Bonanno will be back for the Pride next year, and head coach Rob Anspach is hoping Accordino will join him. The team is currently in the process of applying for a sixth year for the 149 pounder and although the NCAA has strict criteria, Anspach thinks the case for Accordino is strong.
Two wrestlers that will not return next season for the Pride are 2011 All-American PJ Gillespie and Ben Clymer, a pair of seniors who competed in Hofstra singlets for the final time in St. Louis.
“PJ and Ben have done amazing things for our program,” he said. “I would have liked to see Ben finish with 100 wins and he came up a few short. Neither of them finished the way they wanted to, but that in no way defines their careers. They were great assets to the program and they definitely will be missed.”
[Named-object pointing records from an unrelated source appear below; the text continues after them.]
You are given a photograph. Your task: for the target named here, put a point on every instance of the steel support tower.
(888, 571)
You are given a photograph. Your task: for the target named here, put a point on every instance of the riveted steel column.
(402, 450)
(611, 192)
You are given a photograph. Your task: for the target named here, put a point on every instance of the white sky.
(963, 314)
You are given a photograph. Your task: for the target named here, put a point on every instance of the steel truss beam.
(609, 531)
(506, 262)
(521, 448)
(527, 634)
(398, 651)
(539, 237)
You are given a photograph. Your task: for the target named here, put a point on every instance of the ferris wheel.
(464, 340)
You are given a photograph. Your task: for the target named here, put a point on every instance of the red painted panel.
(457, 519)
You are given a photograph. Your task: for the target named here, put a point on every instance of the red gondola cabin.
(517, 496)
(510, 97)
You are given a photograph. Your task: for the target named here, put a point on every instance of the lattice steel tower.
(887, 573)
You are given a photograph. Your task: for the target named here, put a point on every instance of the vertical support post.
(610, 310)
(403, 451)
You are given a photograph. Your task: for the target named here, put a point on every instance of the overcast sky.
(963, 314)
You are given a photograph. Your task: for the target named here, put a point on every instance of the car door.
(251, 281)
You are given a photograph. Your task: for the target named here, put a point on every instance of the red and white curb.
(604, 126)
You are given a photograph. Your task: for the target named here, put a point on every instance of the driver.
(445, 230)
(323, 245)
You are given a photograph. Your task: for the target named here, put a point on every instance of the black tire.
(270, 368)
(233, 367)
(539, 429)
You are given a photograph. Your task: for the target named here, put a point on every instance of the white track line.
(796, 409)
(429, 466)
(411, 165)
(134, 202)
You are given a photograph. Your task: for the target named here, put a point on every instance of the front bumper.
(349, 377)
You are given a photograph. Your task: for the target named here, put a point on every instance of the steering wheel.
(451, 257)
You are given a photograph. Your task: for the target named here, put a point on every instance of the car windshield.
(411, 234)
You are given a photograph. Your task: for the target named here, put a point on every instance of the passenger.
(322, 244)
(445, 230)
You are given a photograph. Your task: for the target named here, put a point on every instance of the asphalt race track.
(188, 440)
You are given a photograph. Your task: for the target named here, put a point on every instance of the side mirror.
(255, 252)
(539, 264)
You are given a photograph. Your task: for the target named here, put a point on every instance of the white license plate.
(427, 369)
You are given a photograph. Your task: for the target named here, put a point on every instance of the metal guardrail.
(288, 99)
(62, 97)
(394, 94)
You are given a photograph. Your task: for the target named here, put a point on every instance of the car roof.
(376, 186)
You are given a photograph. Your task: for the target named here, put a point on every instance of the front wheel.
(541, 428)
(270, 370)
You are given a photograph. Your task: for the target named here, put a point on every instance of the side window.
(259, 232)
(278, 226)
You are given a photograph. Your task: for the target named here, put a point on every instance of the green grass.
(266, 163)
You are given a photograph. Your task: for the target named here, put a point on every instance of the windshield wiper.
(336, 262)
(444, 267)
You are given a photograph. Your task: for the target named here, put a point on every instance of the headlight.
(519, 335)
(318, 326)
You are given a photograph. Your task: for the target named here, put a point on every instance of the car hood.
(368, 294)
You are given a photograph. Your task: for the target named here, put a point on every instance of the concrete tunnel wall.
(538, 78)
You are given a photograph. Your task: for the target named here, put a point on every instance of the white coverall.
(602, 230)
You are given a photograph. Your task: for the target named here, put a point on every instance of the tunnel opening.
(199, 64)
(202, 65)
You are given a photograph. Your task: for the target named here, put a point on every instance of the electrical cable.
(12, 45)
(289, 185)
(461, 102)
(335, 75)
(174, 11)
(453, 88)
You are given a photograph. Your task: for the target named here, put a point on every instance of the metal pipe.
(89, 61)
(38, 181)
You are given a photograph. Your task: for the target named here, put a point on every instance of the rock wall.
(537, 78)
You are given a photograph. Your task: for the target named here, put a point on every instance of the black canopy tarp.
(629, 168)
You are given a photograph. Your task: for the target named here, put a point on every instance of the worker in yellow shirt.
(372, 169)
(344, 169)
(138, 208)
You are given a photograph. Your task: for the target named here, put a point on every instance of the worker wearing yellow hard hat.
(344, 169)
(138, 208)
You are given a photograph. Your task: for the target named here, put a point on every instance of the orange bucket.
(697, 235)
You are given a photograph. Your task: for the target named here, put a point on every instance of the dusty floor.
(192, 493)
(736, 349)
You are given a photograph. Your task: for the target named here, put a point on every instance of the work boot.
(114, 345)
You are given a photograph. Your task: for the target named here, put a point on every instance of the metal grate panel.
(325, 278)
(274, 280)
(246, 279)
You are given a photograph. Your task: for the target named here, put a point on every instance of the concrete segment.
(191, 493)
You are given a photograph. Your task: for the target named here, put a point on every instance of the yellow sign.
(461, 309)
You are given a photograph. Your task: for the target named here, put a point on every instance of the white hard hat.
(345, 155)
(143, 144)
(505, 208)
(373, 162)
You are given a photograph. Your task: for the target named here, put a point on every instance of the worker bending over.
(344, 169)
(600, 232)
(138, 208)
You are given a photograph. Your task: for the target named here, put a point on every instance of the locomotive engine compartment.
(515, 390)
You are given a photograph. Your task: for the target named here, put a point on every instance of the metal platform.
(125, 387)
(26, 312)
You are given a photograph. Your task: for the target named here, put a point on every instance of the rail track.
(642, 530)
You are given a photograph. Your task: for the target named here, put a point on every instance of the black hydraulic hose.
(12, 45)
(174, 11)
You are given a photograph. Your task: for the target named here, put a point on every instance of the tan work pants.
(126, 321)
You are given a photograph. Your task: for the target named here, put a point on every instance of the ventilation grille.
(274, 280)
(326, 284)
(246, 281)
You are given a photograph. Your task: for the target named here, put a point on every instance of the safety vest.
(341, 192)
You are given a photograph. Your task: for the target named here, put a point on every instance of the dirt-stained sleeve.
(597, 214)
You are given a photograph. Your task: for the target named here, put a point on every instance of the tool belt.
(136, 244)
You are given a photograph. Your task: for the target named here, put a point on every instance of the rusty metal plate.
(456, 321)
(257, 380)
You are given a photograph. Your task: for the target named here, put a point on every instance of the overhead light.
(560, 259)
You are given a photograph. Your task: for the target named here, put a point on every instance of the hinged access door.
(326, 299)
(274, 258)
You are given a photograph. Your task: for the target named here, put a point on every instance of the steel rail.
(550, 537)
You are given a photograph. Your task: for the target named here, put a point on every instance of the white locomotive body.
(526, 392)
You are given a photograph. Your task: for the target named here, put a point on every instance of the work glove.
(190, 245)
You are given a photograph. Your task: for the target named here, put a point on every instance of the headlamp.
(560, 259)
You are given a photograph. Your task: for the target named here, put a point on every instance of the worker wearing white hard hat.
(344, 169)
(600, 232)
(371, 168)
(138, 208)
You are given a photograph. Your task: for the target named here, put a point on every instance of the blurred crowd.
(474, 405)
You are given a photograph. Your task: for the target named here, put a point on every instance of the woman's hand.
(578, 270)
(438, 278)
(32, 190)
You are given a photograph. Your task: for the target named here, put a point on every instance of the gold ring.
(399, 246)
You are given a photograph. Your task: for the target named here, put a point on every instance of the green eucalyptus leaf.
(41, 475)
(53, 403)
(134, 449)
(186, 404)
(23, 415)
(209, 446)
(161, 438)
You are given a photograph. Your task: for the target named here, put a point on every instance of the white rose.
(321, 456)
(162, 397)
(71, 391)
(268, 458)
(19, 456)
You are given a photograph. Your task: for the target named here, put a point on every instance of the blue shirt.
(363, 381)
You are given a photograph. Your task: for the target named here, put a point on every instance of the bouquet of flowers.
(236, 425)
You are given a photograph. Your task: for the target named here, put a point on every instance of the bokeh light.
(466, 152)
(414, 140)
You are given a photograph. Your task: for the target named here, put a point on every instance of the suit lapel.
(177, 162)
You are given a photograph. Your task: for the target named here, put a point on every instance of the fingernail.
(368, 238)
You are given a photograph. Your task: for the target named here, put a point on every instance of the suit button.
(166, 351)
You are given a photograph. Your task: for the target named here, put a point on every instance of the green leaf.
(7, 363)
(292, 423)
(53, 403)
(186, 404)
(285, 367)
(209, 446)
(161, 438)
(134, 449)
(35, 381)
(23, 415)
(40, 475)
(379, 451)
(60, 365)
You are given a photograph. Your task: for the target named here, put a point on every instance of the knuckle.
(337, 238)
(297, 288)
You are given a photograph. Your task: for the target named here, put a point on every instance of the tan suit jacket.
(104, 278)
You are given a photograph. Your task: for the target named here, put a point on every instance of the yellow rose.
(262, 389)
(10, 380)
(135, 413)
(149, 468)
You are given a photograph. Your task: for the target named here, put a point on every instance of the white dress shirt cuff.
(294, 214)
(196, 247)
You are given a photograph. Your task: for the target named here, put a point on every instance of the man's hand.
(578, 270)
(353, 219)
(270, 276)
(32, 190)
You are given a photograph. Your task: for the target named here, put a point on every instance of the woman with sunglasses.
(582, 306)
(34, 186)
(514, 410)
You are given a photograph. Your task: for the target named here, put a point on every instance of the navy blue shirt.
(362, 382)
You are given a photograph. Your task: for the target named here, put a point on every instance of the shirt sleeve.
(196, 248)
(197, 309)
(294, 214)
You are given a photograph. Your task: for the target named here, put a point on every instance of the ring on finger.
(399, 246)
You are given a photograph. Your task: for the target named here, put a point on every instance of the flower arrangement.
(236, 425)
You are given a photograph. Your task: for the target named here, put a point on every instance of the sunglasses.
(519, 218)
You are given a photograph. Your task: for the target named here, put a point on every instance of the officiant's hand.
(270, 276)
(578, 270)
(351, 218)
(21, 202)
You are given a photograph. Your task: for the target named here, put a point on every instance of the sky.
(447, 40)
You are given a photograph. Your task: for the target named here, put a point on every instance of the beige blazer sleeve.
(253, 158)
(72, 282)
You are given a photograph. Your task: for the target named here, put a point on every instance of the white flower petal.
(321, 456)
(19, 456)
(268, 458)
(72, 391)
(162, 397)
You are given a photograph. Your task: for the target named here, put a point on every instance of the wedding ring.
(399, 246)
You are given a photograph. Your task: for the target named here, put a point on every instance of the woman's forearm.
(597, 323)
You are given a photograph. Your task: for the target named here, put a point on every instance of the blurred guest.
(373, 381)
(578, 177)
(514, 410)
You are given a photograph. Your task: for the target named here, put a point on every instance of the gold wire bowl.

Whether or not Accordino is on the mat for the 2012-13 campaign, Anspach believes the example he set, coming back from season ending injuries to make the podium, is instructive for the rest of the program.
“You never know what will happen and when your opportunities will come,” he said. “A lot of people told Justin to call it quits, enough is enough. But he was determined to be an All-American and he went out and did it. He believed that he should do everything he could to reach his goals and if he didn’t get there, at least he wouldn’t have any regrets.”
On Saturday night, as he stood on the podium and accepted his trophy, it didn’t look like Accordino had any regrets at all.